Franssen WMA; Beyens M; Hatawe TA; Frederix I; Verboven K; Dendale P; Eijnde BO; Massa G; Hansen D;
International Journal Of Obesity (2005) [Int J Obes (Lond)] 2018 Dec 19. Date of Electronic Publication: 2018 Dec 19.
Objective: To gain greater insights in the etiology and clinical consequences of altered cardiac function in obese adolescents. Therefore, we aimed to examine cardiac structure and function in obese adolescents, and to examine associations between altered cardiac function/structure and cardiometabolic disease risk factors or cardiopulmonary exercise capacity.
Methods: In 29 obese (BMI 31.6 ± 4.2 kg/m², age 13.4 ± 1.1 years) and 29 lean (BMI 19.5 ± 2.4 kg/m², age 14.0 ± 1.5 years) adolescents, fasted blood samples were collected to study hematology, biochemistry, liver function, glycemic control, lipid profile, and hormones, followed by a transthoracic echocardiography to assess cardiac structure/function, and a cardiopulmonary exercise test (CPET) to assess cardiopulmonary exercise parameters. Regression analyses were applied to examine relations between altered echocardiographic parameters and blood parameters or CPET parameters in the entire group.
Results: In obese adolescents, left ventricular septum thickness, left atrial diameter, mitral A-wave velocity, E/e’ ratio were significantly elevated (p < 0.05), as opposed to lean controls, while mitral e’-wave velocity was significantly lowered (p < 0.01). Elevated homeostatic model assessment of insulin resistance and blood insulin, c-reactive protein, and uric acid concentrations (all significantly elevated in obese adolescents) were independent risk factors for an altered cardiac diastolic function (p < 0.01). An altered cardiac diastolic function was not related to exercise tolerance but to a delayed heart rate recovery (HRR; p < 0.01).

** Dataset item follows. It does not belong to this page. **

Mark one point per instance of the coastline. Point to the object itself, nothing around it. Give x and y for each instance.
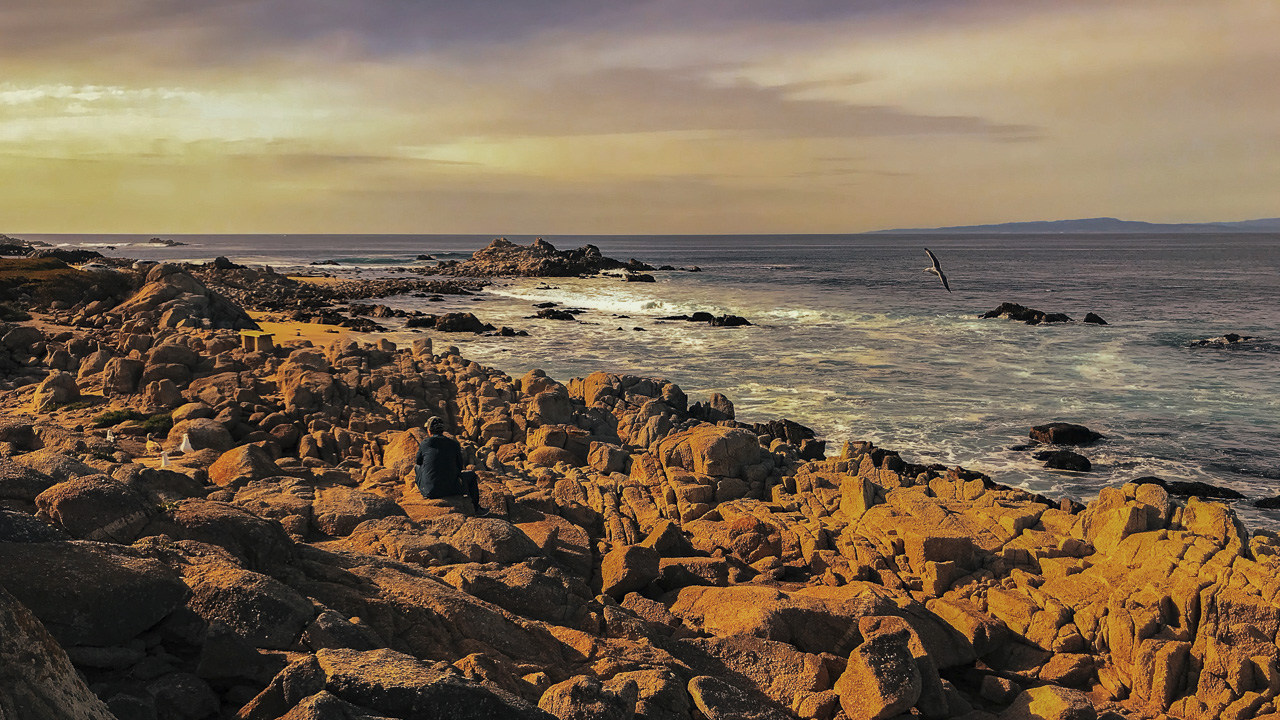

Conclusions: In obese adolescents, an altered cardiac diastolic function was independently related to hyperinsulinemia and whole-body insulin resistance, and only revealed by a delayed HRR during CPET. This indicates that both hyperinsulinemia, whole-body insulin resistance, and delayed HRR could be regarded as clinically relevant outcome parameters.